いろんなことに反応しすぎて
どれにも集中して向き合えない

 メディア論では、「人の感覚がテクノロジーによって書き換えられていく」という考え方をすることがよくあります。

「技術は中立的なものだ」と語る人がたまにいますが、これは実状に反しています。実際には、新たなテクノロジーは普及するにつれて、行動様式、感じ方や捉え方、ものの見方を具体的に変えていくのです。

 技術が感性のあり方を左右していくのだとすれば、スマホを手にした私たちはどう変わってしまったのでしょうか。

 問題点について考えるわけなので、この変化によって失われたものにフォーカスしてみましょう。

 技術について考える中で、私たちは原理的な問い、平たく言えば「そもそも論」に巻き込まれていくとタークルは言います。「私たちは本当に重要なものは何かという疑問に立ち返っていく」ことになるのだと。スマホの先にある「本当に重要なもの」とは何でしょうか。

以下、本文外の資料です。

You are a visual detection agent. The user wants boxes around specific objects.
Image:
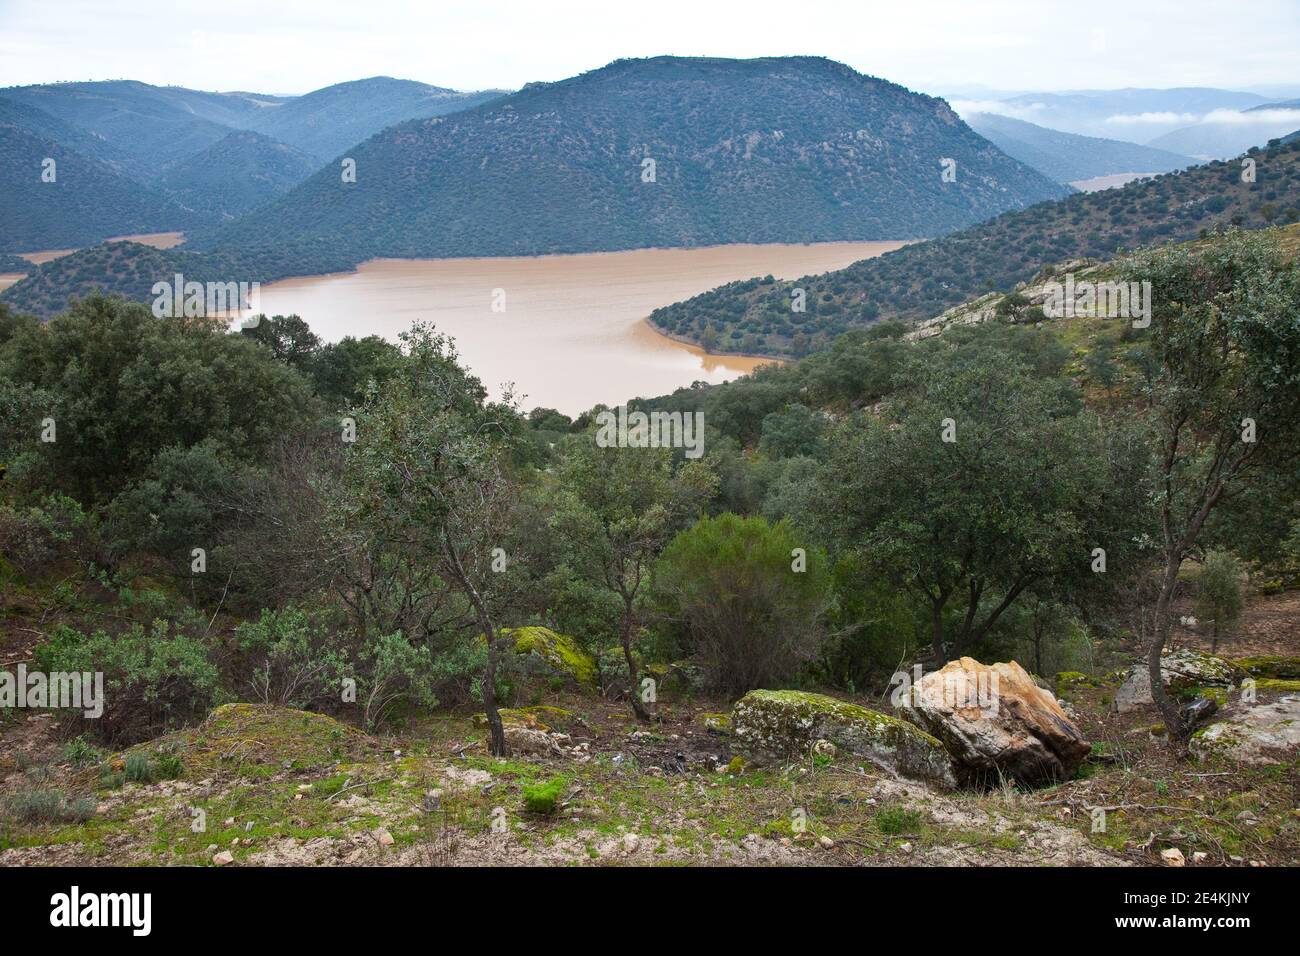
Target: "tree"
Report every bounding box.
[816,331,1137,664]
[1123,230,1300,743]
[339,324,527,755]
[550,437,715,720]
[1195,550,1244,653]
[653,513,831,694]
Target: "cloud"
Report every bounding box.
[948,99,1047,121]
[1104,107,1300,127]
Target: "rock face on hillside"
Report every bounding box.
[1190,695,1300,765]
[1113,649,1245,713]
[732,689,957,788]
[901,658,1091,787]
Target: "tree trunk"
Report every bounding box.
[1148,557,1188,746]
[480,619,508,756]
[930,602,946,665]
[622,601,650,722]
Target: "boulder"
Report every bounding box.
[732,690,956,788]
[497,627,597,689]
[1189,694,1300,765]
[1113,649,1245,713]
[901,657,1090,787]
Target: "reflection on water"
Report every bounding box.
[237,240,908,415]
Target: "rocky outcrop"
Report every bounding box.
[1190,694,1300,765]
[901,658,1091,787]
[1113,649,1246,713]
[732,690,957,789]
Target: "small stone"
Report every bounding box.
[212,851,234,866]
[899,842,913,854]
[622,833,640,854]
[1160,847,1185,867]
[223,817,235,826]
[818,835,834,849]
[373,828,395,847]
[1192,851,1208,864]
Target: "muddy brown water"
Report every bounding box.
[237,241,907,414]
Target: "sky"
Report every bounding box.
[1,0,1297,97]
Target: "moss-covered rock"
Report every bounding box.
[499,627,597,688]
[700,712,732,735]
[1233,656,1300,680]
[732,690,956,789]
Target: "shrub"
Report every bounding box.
[234,607,349,711]
[874,805,923,835]
[653,513,832,693]
[522,776,566,815]
[62,736,103,768]
[0,494,90,577]
[5,787,95,823]
[33,620,219,744]
[124,753,153,783]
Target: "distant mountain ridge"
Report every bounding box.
[240,76,506,160]
[186,55,1069,276]
[0,75,505,255]
[965,112,1194,183]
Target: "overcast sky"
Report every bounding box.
[1,0,1297,97]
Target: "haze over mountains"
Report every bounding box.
[957,87,1300,161]
[964,113,1193,185]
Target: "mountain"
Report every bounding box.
[987,87,1270,143]
[159,130,321,219]
[0,122,203,253]
[1148,107,1300,160]
[241,77,506,160]
[186,56,1069,276]
[646,137,1300,357]
[965,112,1194,184]
[0,96,135,173]
[0,80,286,177]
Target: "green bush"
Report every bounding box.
[653,513,832,693]
[5,787,95,823]
[33,620,219,744]
[234,607,349,710]
[124,753,153,783]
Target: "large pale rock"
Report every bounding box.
[732,690,956,789]
[1113,649,1245,713]
[1189,694,1300,765]
[902,657,1090,787]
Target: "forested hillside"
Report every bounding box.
[649,136,1300,356]
[188,56,1069,274]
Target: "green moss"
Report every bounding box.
[1253,678,1300,693]
[1233,656,1300,680]
[501,627,597,687]
[522,775,567,814]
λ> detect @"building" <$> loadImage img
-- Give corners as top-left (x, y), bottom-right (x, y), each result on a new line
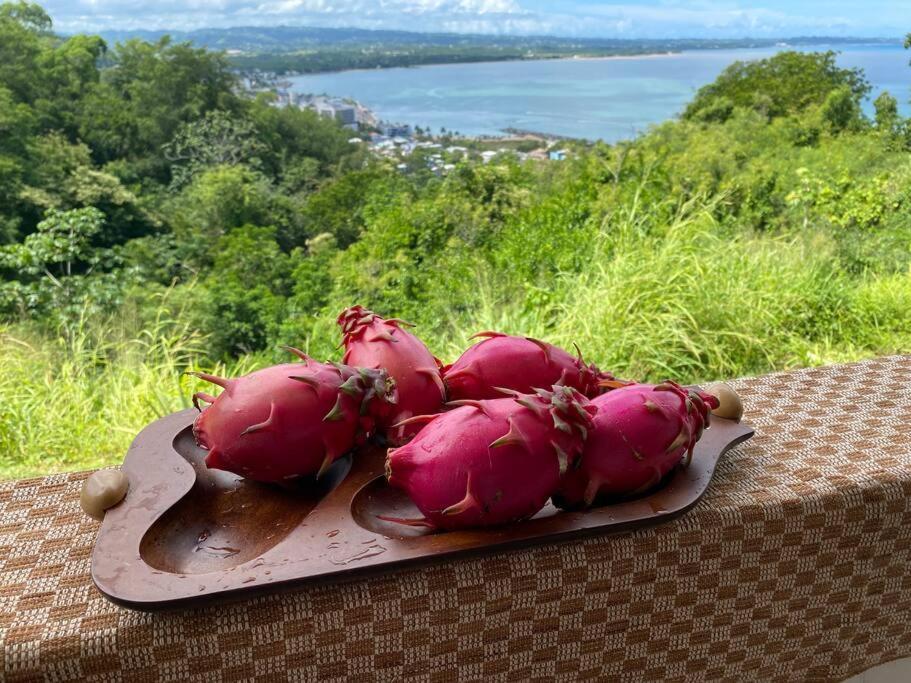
top-left (313, 101), bottom-right (336, 119)
top-left (381, 123), bottom-right (413, 138)
top-left (334, 106), bottom-right (357, 126)
top-left (272, 90), bottom-right (293, 107)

 常時接続の世界で失われたもの。いろいろな論者の見解を私なりに整理して総合するなら、それは2つの観点から説明できます。それは、〈孤立〉と〈孤独〉です。それぞれについて言い換えれば、他者から切り離されて何かに集中している状態と、自分自身と対話している状態のことです。

 常時接続の世界の行動について立ち止まって考えればわかることですが、私たちは、反射的なコミュニケーションを積み重ねています。いろいろなものを保留しながら、短いテキストやアクションで表面的な返答を順次していく。

 例えば、こんな光景はありふれたものでしょう。対面で誰かと話しているときに、スタンプと短いテキストで4人にLINEを返し、フリマアプリからのお知らせをスルーして、早送り機能でソシャゲのストーリーを進め、X(旧Twitter)でいくつかの記事を熟読せずにリポストし、Instagramで気に入ったインフルエンサーの薦める服を保存しておく。

 ここで失われているのが〈孤立〉です。何か1つのことに取り組み、それに集中するにはあまりに気が散っていて、いろいろなコミュニケーションや感覚刺激の多様性が、1つのことに没頭することを妨げてしまっています。